DA: Business manager stole $800K from Advocate
Feb. 9, 2018 at 9:42 p.m.
Updated Feb. 11, 2018 at 1 a.m.
A former Victoria Advocate business manager is accused of stealing more than $800,000 from the newspaper during an eight-year period.
"We were extremely disappointed when we discovered this was happening, but we are pleased to see the district attorney's office move this case forward," said Advocate publisher Dan Easton in a written statement Friday.
Thursday, a Victoria County grand jury charged Victoria resident Lisa Autry Trevino, 45, with theft of property more than $200,000; theft of property between $20,000 and $100,000; misappropriation of fiduciary or financial property more than $200,000; and misappropriation of fiduciary or financial property between $20,000 and $100,000.
According to her Facebook page, Trevino also uses the last name Dengler.
Theft of property more than $200,000 is a first-degree felony.

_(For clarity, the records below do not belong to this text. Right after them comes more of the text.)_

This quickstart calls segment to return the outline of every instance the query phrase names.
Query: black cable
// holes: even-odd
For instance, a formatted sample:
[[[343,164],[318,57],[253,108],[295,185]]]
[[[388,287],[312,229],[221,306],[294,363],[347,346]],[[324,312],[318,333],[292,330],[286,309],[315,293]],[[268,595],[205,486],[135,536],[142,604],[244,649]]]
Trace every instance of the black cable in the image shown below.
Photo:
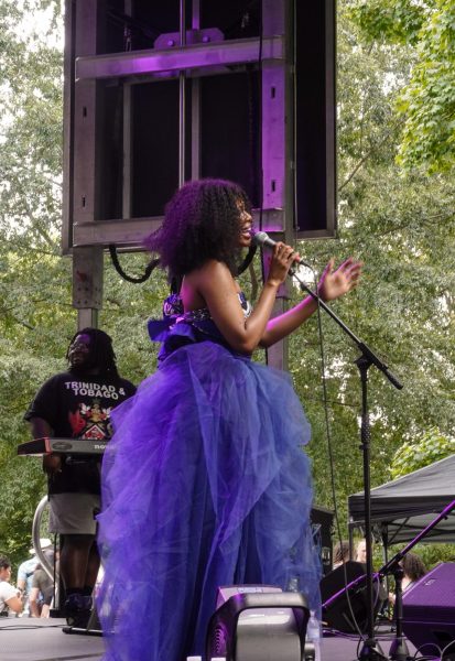
[[[119,256],[117,252],[117,247],[115,243],[110,243],[109,245],[109,254],[110,254],[110,259],[112,260],[112,264],[116,268],[117,273],[123,278],[123,280],[127,280],[127,282],[132,282],[133,284],[140,284],[141,282],[145,282],[147,280],[149,280],[150,275],[152,274],[153,270],[158,267],[158,264],[160,263],[160,259],[152,259],[145,267],[145,271],[143,273],[143,275],[139,275],[137,278],[134,278],[133,275],[128,275],[128,273],[126,273],[126,271],[123,271],[122,267],[120,266],[119,262]]]

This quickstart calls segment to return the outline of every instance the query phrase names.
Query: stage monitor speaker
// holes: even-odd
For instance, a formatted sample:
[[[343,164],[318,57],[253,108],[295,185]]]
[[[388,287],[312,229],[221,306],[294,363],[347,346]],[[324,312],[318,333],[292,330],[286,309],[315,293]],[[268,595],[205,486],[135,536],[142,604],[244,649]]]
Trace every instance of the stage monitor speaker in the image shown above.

If the defendant is found guilty, it carries a sentence ranging from five years to 99 years or life in prison and up to a $10,000 fine, according to the Texas Penal Code.
Although there was no warrant for her arrest as of Friday evening, District Attorney Stephen Tyler said he expected one to be issued within days.
Trevino did not respond to calls and messages requesting comment Friday. She has no criminal history in Victoria County, and a search of Texas criminal records revealed no results.
Citing a desire to protect the prosecutors' case, Easton declined to speak about numerous details of Trevino's employment, including how her alleged thefts were discovered, the exact amount reported stolen, whether that lost money was covered by insurance and what oversight she was subjected to.
He said Trevino's employment at the Advocate ended in 2016, shortly after the theft was discovered.
"We discovered the issue approximately 18 months ago and immediately reported it to the authorities," Easton said.
Tyler said he could reveal certain details.
Trevino, Tyler said, committed the thefts from 2008 to 2016 while she worked as a financial manager, a job that allowed her direct access to payments, payrolls and financial records. Her official title was controller.
"She had two general schemes," the district attorney said.
Over the years, Trevino paid herself cash advances totaling an amount with "five figures," he said. She also stole an amount totaling "a sum well into $800,000" by skimming money from accounts payable, outgoing payments to creditors.
And she could use the stolen money to fund her defense, Tyler said.
"Most of time, you can trust they won't get a court-appointed attorney," he said. "I expect that (the case) will be vigorously defended and prosecuted."
Despite the amount, Easton said the money stolen did not represent a serious financial loss for the newspaper because the thefts occurred during an eight-year period.
Pursuing a conviction and potential prison time, Tyler said, could make returning the stolen money even more difficult.
"They are not mutually exclusive, but ... it's almost impossible to get both," he said.
Tyler said he also expected the Advocate to receive little to no restitution for the money stolen.
"A lot of times, a thief steals because they don't manage their own money," said Tyler, adding, "They go through the stolen money like Monopoly money."